Db1 (20.222.21.173) master/ONLINE. Roles: reader (20.222.22.57), OK, db1 is online

5 Change writer from db2 to db1

Check that db1 and db2 dual master run for a period of time. after about 20 minutes, you can perform the switchover operation. after all, db1 is an ssd and db2 is a common medium.

[Nova @ db0203 ~] $ Date

Thu Sep 5 12:11:02 GMT 2013

[Nova @ db0203 ~] $ Sudo-u mmmd/usr/sbin/mmm_control move_role writer db1

OK: Role 'write' has been moved from 'db2 'to 'db1'. Now you can wait some time and check new roles info!

[Nova @ db0203 ~] $ Sudo-u mmmd mmm_control show

Db1 (20.222.21.173) master/ONLINE. Roles: reader (20.222.22.57), writer (20.222.22.56)

Db2 (connector 222.22.145) master/ONLINE. Roles: reader (connector 222.22.58)

We can see that db1 has become a writer.

BitsCN.com

Contact Us

The content source of this page is from Internet, which doesn't represent Alibaba Cloud's opinion; products and services mentioned on that page don't have any relationship with Alibaba Cloud. If the content of the page makes you feel confusing, please write us an email, we will handle the problem within 5 days after receiving your email.

If you find any instances of plagiarism from the community, please send an email to: info-contact@alibabacloud.com and provide relevant evidence. A staff member will contact you within 5 working days.

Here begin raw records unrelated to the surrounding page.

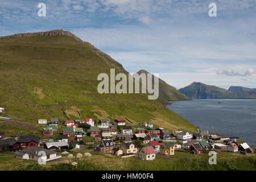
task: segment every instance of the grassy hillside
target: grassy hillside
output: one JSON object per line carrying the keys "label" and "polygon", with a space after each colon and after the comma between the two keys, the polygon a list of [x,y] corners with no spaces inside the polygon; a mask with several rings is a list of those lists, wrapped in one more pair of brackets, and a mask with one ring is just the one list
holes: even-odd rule
{"label": "grassy hillside", "polygon": [[[68,36],[0,39],[0,105],[5,106],[5,115],[28,123],[52,117],[127,118],[133,125],[151,121],[170,131],[196,130],[146,94],[99,94],[99,73],[109,75],[110,68],[127,72],[94,51],[89,43]],[[19,130],[19,125],[0,124],[0,131]],[[27,133],[35,132],[32,129]]]}
{"label": "grassy hillside", "polygon": [[[138,73],[149,73],[145,70],[142,69]],[[168,103],[172,101],[190,100],[190,98],[181,93],[177,89],[159,78],[159,101],[162,103]]]}

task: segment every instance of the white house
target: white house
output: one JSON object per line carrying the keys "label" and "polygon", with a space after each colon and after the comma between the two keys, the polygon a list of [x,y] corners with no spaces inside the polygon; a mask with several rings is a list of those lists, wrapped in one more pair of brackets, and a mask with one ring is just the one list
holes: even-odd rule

A Free Trial That Lets You Build Big!

Start building with 50+ products and up to 12 months usage for Elastic Compute Service

  • Sales Support

    1 on 1 presale consultation

  • After-Sales Support

    24/7 Technical Support 6 Free Tickets per Quarter Faster Response

  • Alibaba Cloud offers highly flexible support services tailored to meet your exact needs.